I have a system where I want to listen to a socket and wait to client connect and then pass the connection to another application that I’ll start as soon as the connection is established.
I do not have control on this other application and can only set the port where it will listen, but I want to have one process for each new client.
This is what I’m trying to do:

I’ve been searching for a solution, but I thing I don’t have the right terminology, but I managed to find on Richard Stevens’ “Unix Network Programming” something about the AF_ROUTE family of sockets that may be combined with a SOCK_RAW to route a connection to another IP and port. But there’s too little documentation about how to use this flag and seems to require superuser privileges (that I want to avoid).
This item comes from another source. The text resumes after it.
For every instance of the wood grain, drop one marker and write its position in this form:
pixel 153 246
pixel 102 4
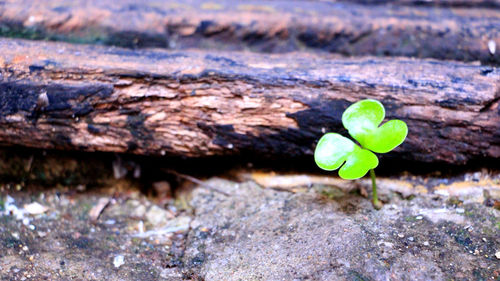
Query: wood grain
pixel 195 104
Maybe there’s an easier solution but I’m probably using the wrong terms. Is it clear what I want to do?
I don’t think you’ll be able to just “pass” the socket like you want to, especially if you can’t change and recompile “APP”. Sockets include various administrative overhead (resource management, etc) that are linked to the process they are owned by. In addition, if you can’t recompile APP, there is no way to make it bypass the steps involved with accepting a connection and simple have an already open connected “handed” to it by your router.
However, have you considered simply using router as a pass-through? Basically, have your “Router” process connect via sockets to the each “APP” process it spawns, and simply echo whatever it recieves from the appropriate client to the appropriate APP, and visa versa for APP to client?
This does add overhead, and you will have to manage a small mapping to keep track of which clients go to which apps, but it might work (assuming the APP or client aren’t basing any behavior off of the IP address they are connected to, etc). Assuming you can’t recompile APP, there might not be too many other options.
The code for this is relatively simple. Your handler for data recieved from APP just looks up the socket for the appropriate app from your mapping, and then does a non blocking send of this data out on it. Likewise the handler for data recieved from client. Depending on how exactly the clients and app behave, you may have to handle a bit of synchronization (if you recieve from both simultaneously).